What the project is?
Bangor University has created an impressive record of accomplishment over the last few years in terms of quality enhancement within its undergraduate programme. The heart of these quality improvements is the new system of anonymous electronic module evaluation backed by a system to manage the data and ensure that issues are dealt with rapidly and appropriately by line managers. These improvements have also been manifest in our Postgraduate Taught (PGT) programmes where we also capture data and have now achieved improved PTES results. However the Postgraduate Research (PGR) domain remains a substantial challenge for a wide range of reasons including the difficulty of hosting data anonymously the infrequency of measurement points of quality and the bespoke nature of PhD provision.
Whilst the creation of the Bangor Doctoral School and the success of pan-Wales initiatives such as the Knowledge Economy Skills Scholarships (KESS) ESF funded initiative is achieving substantial progress the PGR domain (nationally) presents the greatest challenge for quality enhancement. Hence we are keen to extend our systems and enhancement initiatives to the PGR domain. To achieve this we have consulted with PGR stakeholders to integrate modify and extend existing software and systems to integrate key evaluation points in the doctoral journey and to engage in a new round of training with a focus on stakeholder engagement which will encourage doctoral students to take a project management approach to their studies.

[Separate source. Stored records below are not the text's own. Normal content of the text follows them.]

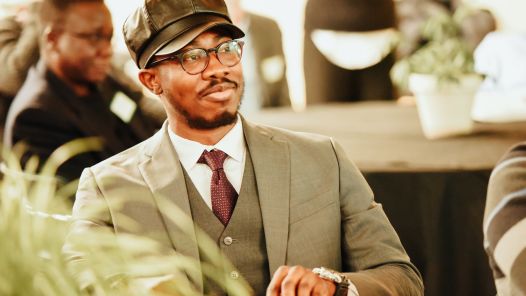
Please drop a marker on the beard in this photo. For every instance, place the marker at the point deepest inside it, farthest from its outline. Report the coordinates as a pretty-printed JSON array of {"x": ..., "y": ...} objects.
[{"x": 201, "y": 123}]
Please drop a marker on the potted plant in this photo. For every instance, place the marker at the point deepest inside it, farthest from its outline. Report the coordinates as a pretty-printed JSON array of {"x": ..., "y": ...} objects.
[{"x": 441, "y": 76}]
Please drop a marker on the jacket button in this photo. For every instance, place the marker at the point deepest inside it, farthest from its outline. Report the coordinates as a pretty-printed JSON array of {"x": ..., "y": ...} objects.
[
  {"x": 234, "y": 274},
  {"x": 228, "y": 240}
]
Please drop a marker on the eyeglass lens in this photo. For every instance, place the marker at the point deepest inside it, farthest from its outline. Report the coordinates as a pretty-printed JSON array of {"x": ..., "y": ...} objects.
[{"x": 196, "y": 60}]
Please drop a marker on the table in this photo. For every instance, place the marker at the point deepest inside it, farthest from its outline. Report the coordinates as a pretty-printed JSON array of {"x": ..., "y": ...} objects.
[{"x": 433, "y": 191}]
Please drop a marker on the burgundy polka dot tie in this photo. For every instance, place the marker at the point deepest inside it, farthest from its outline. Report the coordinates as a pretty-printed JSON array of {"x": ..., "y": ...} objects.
[{"x": 224, "y": 196}]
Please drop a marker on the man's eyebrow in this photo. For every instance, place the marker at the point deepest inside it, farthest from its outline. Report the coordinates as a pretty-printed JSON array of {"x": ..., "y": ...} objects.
[{"x": 193, "y": 42}]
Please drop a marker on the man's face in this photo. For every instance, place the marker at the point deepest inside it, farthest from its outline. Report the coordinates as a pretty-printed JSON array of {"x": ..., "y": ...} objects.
[
  {"x": 83, "y": 46},
  {"x": 206, "y": 100}
]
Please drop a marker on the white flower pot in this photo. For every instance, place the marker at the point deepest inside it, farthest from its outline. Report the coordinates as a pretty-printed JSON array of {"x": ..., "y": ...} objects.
[{"x": 444, "y": 108}]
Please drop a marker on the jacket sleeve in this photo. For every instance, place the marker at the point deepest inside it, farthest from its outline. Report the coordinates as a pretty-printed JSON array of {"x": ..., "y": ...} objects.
[{"x": 371, "y": 250}]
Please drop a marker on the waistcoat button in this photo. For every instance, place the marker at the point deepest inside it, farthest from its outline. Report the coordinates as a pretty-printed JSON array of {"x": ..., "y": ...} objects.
[{"x": 228, "y": 240}]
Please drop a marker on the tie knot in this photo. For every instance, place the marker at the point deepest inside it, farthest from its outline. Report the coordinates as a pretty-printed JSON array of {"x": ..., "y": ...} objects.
[{"x": 214, "y": 159}]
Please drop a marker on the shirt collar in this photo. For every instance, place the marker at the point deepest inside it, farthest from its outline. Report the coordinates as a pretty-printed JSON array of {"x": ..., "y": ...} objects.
[{"x": 233, "y": 144}]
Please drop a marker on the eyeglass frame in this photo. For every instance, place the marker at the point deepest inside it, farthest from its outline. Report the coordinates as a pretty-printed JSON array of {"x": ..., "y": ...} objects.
[{"x": 179, "y": 56}]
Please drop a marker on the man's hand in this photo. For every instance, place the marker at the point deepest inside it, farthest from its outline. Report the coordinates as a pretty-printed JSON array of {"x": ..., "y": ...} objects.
[{"x": 298, "y": 280}]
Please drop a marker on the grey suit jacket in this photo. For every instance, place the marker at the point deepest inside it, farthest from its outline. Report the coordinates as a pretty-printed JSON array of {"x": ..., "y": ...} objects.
[{"x": 317, "y": 209}]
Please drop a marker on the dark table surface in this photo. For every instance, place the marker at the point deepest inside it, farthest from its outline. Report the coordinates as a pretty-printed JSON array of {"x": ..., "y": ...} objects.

What the project plans to achieve?
This training aligned within the existing HEA accredited Aber-Bangor CPD framework and career pathways developed for postgraduates who teach together with alignment with broader employability initiatives will bring PGR students into the Bangor Employability Award for the first time.
A particular outcome for staff would be HEA / Vitae CPD recognition for engagement in the training and an overall increase in SFHEA applications where supervision case studies are the focus – which currently is not commonly the case. Project success will be monitored long term through a range of metrics such as PRES score retention rate PhD completion time and the number of post-viva appeals. In the short term success can be monitored through the analysis of data collected at specific points of an annual cycle.